I know the "I never could get the hang of Thursdays" thing has become a cliche, but it's so very true. There's just something about Thursdays that seems to trip me up. It may be that my enthusiasm for the week has started to wear off, or that I'm tired after Wednesday night, or that the things that didn't get done earlier in the week because of whatever thing I was focusing on have piled up and must be dealt with, and then that keeps me from dealing with the thing I was focusing on. At any rate, meeting my work time quota was a bit of a struggle yesterday and stretched into the evening, but I powered through and did it. Today I may skip my organizing session to do some other housework and laundry. I'd been using online episodes of BBC radio dramas as background noise to time my work sessions, and that forced me to do them every day, since the stories I was following were about to expire. Now I've made it through the ones I wanted to hear, and that means I have a little more flexibility. I do need to find some other online things to listen to, though, for future work. I think I need to catch up on Welcome to Night Vale, for one thing.

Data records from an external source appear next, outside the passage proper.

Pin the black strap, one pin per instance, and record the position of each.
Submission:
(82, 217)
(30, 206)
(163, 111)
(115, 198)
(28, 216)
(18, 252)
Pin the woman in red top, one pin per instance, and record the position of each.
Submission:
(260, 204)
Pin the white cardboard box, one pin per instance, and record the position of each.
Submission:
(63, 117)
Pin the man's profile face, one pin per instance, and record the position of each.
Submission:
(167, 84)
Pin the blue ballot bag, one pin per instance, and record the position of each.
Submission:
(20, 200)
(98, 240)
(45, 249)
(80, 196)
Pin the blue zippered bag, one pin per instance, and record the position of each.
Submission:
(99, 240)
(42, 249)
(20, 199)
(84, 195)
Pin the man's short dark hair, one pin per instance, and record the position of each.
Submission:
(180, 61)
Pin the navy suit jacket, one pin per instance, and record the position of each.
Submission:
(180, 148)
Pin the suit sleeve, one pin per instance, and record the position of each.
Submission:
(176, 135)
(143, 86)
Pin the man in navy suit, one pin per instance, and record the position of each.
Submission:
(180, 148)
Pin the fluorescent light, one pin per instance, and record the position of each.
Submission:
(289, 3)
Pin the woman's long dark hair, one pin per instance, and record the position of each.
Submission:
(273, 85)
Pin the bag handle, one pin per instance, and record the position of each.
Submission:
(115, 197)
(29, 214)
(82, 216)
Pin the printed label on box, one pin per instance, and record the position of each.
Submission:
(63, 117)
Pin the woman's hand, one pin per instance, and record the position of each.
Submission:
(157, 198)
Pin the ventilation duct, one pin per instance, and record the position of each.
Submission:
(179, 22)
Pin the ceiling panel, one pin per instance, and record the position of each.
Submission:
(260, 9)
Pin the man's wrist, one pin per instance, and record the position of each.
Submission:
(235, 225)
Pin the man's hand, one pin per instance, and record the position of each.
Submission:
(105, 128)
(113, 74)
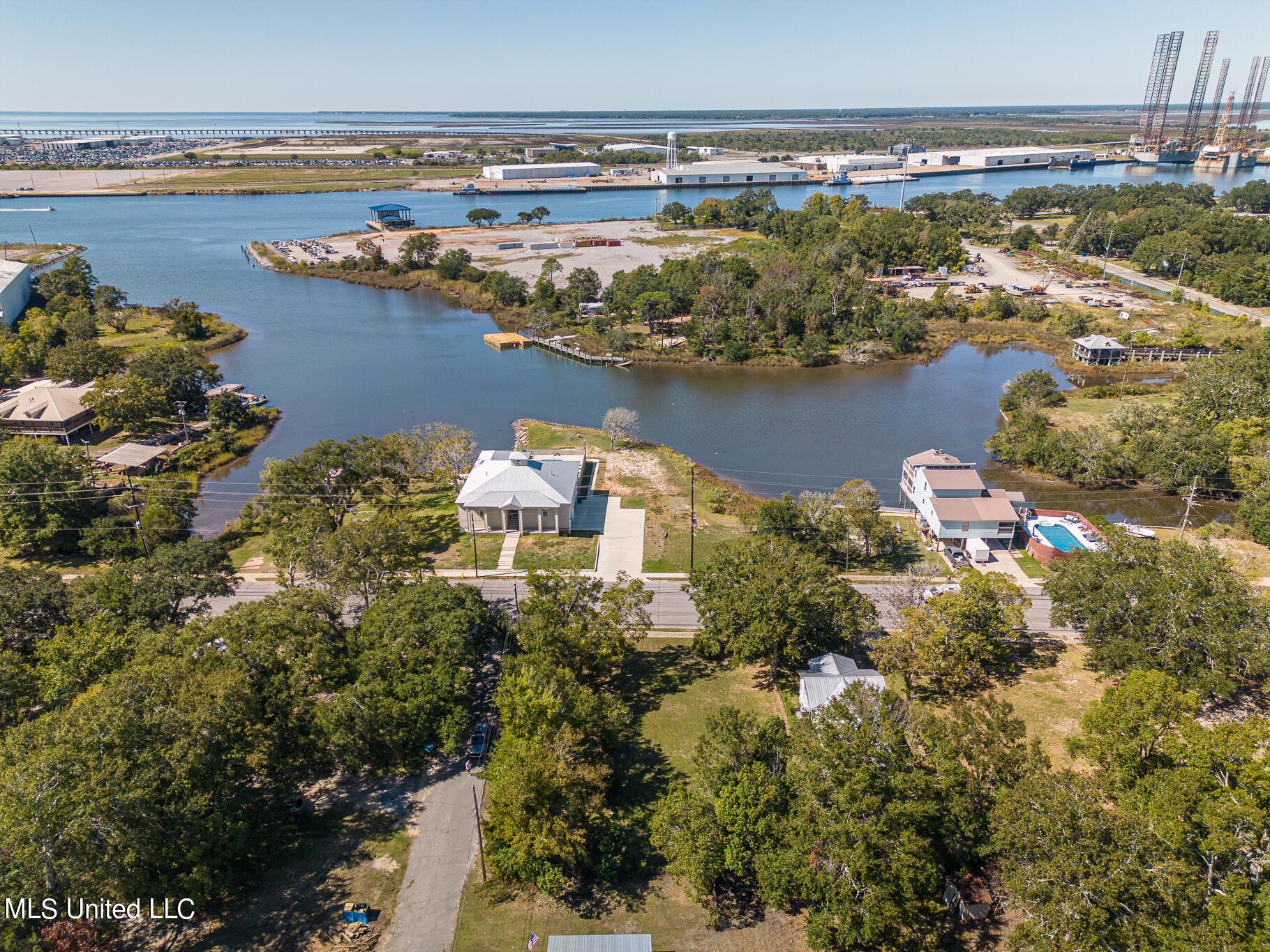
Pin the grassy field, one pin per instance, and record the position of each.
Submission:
(331, 860)
(910, 550)
(1087, 411)
(655, 479)
(676, 692)
(557, 552)
(305, 179)
(1031, 568)
(444, 543)
(1049, 687)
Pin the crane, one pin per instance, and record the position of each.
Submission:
(1071, 244)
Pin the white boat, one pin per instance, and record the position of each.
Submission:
(1140, 531)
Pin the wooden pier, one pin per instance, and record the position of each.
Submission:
(557, 345)
(1165, 354)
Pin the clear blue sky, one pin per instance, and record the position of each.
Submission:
(311, 55)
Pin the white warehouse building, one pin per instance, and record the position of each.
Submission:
(992, 158)
(728, 173)
(540, 170)
(853, 162)
(14, 291)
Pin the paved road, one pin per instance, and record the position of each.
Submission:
(671, 606)
(1166, 287)
(427, 908)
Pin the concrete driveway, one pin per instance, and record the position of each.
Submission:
(621, 546)
(442, 852)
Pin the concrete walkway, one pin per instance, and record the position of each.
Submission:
(621, 546)
(507, 554)
(427, 907)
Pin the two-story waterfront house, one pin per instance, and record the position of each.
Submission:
(954, 506)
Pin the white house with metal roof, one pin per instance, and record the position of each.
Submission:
(46, 408)
(954, 506)
(828, 676)
(1099, 348)
(517, 492)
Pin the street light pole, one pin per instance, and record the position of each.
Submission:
(692, 515)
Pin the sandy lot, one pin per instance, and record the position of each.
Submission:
(528, 264)
(1003, 269)
(68, 179)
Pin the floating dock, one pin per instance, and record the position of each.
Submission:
(555, 345)
(503, 340)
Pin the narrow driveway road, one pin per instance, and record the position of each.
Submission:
(442, 852)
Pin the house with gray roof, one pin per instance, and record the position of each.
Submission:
(830, 676)
(518, 492)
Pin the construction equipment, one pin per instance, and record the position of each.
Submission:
(1251, 107)
(1067, 250)
(1199, 91)
(1217, 100)
(1160, 88)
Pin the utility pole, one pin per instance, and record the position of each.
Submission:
(480, 839)
(136, 522)
(692, 515)
(1179, 283)
(1190, 500)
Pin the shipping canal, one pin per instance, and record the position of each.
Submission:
(343, 359)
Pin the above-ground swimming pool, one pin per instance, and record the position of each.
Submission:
(1061, 537)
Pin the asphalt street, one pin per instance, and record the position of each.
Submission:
(671, 606)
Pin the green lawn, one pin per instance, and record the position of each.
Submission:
(1031, 568)
(557, 552)
(909, 550)
(675, 693)
(327, 861)
(668, 545)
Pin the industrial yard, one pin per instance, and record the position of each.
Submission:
(639, 243)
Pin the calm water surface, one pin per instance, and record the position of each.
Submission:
(343, 359)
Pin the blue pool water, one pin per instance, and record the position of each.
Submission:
(1059, 537)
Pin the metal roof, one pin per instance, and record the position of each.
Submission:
(632, 942)
(952, 479)
(512, 480)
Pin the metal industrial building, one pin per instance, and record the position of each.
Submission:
(14, 289)
(540, 170)
(992, 158)
(728, 173)
(851, 162)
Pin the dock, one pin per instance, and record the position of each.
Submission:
(505, 340)
(555, 345)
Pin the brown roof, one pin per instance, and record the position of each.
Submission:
(952, 479)
(973, 890)
(973, 509)
(45, 402)
(931, 458)
(1013, 495)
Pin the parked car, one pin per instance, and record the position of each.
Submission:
(940, 589)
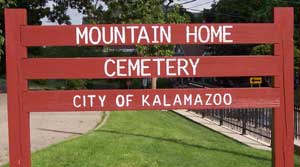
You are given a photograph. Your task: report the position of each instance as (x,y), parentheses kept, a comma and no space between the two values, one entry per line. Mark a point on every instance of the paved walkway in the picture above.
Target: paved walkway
(225,131)
(47,128)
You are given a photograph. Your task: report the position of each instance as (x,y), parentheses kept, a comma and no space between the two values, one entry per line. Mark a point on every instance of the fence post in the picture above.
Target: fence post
(244,121)
(221,116)
(18,119)
(283,125)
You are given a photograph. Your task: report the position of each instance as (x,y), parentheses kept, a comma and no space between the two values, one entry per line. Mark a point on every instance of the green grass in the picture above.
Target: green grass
(151,139)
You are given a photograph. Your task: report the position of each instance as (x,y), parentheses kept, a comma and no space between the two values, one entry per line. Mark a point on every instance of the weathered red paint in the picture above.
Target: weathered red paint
(62,100)
(283,126)
(21,101)
(55,68)
(64,35)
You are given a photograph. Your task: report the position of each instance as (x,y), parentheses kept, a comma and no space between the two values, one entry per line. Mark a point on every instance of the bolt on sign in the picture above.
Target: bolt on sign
(20,69)
(255,80)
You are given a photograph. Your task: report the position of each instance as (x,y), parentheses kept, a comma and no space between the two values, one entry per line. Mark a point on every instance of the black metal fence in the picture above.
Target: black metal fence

I still have some time management issues, since I'm still not getting everything done that I'd like to. What has helped is making the things that should be a priority a priority. I know that seems blindingly obvious, but somehow it can be really hard to function that way. I have a book on dealing with procrastination, and its suggestion was to schedule the stuff you want to do, leaving open time for the stuff you need to do. That takes the pressure off the things you need to do and limits the time you spend on "time wasters." That worked up to a point, but I think the way it got ingrained into my head was making the time wasters into a priority. This time around, I've identified the things I'm most likely to waste time on and set up rules for dealing with them, mainly that I don't until I've reached my writing goal for the day. That means I actually reach my goal and I have an incentive to do so.
One nice thing about pushing myself to focus on work during the week is that the weekend now feels like a weekend. When you're self-employed and work at home, there's a danger of turning into the Dowager Countess on Downton Abbey: "What's a weekend?" You may end up getting lots of work done on the weekend. Or you may play during the week. The days start to blur. Now I'm looking forward to a couple of days without the to-do list.
I'll still be busy. There's a women's group brunch at church on Saturday morning, then a "meeting"/social gathering with friends Saturday afternoon. And then there are some special events at church Sunday that will extend the day.
Now, off to do dishes and laundry and then settle down for some more revisions so I can maybe relax this evening.